City Seeks Space for Charter School It Nixed

City Seeks Space for Charter School It Nixed
Carmen Fariña, Chancellor of the New York City Department of Education, Jan. 30, 2014. (Petr Svab/Epoch Times)
Petr Svab
3/7/2014
Updated:
10/8/2018

NEW YORK—The city’s Education Department is searching for alternative space for the charter school it stripped of its classroom space.

Some 200 middle-school students from Harlem Success Academy 4 are left without a school to attend in September after the department revoked the school’s co-location approval last week.

Schools Chancellor Carmen Fariña said that the department is now looking for a new space for the children.

Harlem Success Academy 4 needed more classroom space as it was growing out of its current digs in two public school buildings. Harlem Success Academy 4 is the state’s highest scoring middle-school on standardized math tests.

Last year it asked for a new space to move into. The request was granted in October, but on Feb. 27 the new administration reversed its decision.

Harlem Success Academy 4 was supposed to move into a school building complex at 117th Street and Lenox Avenue in Harlem. The original plan was that one of the four schools currently housed in the complex, P.S. M811 Mickey Mantle, would enroll less students every year to make space for the charter school.

But P.S. 811 serves emotionally disturbed and autistic students. The new administration said it will block all co-locations that displace special needs students.

The Success Academy co-location was nixed, along with two other Success Academy Charters and six district school co-locations. Another 40 co-locations that were also under review went through.

“We’re not penalizing them, but we’re also not going to hurt the kids who are in that building,” Fariña said during her appearance on Good Day New York television show Mar. 7.

She said the department is “looking for a space for children who are being displaced”. She didn’t provide any further details.

Fariña also took back her comment from a Mar. 6 press conference, where she said the students from Harlem Success Academy 4 “are on their own”.

“I shouldn’t have said it,” she acknowledged.

Overcrowding by Co-location

According to the original proposal, even if less special needs students were enrolled to P.S. 811 in September, the building complex would end up over capacity.
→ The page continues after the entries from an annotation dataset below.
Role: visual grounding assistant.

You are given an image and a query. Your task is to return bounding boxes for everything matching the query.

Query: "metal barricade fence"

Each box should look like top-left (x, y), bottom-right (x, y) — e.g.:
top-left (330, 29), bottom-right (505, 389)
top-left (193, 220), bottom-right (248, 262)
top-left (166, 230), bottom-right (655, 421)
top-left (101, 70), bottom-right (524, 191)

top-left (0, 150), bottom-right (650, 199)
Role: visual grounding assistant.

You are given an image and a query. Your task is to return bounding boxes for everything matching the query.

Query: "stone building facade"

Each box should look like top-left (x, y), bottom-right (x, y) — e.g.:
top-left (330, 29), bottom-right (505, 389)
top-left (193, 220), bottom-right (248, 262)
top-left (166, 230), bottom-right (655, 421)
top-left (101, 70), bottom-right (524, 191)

Such practice was not unusual for the Bloomberg administration. Many co-location proposals read: “Although a projected utilization rate in excess of 100% may suggest that a building will be over-utilized or over-crowded in a given year, this rate does not account for the fact that rooms may be programmed for more efficient or different uses than the standard assumptions in the utilization calculation.”

The manual the Education Department uses to evaluate available school spaces, called the “Blue Book”, has drawn a lot of criticism from parents and teachers.
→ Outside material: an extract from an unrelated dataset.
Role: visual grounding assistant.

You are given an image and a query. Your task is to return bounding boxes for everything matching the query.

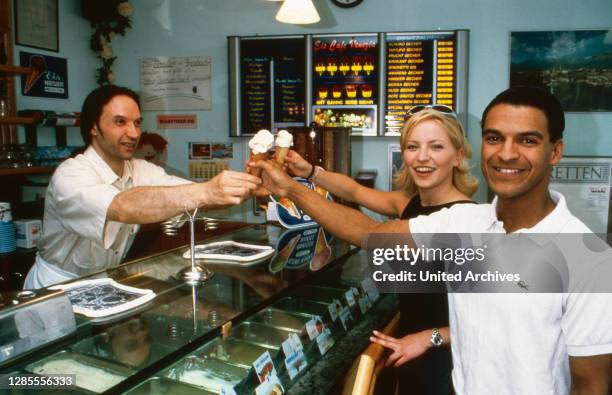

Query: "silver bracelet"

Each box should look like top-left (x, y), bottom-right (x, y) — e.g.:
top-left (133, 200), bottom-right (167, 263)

“If you speak with any parent he or she will tell you that the Blue Book is a joke,” said Mona Davids, president of the New York City Parents Union, a parent organization currently suing the city to stop 42 co-locations approved last fall, most of which got re-approved by the Education Department on Feb. 27.

“The Blue Book would call a janitors closet a classroom,” Davids said.

Fariña said she would review the Blue Book as well.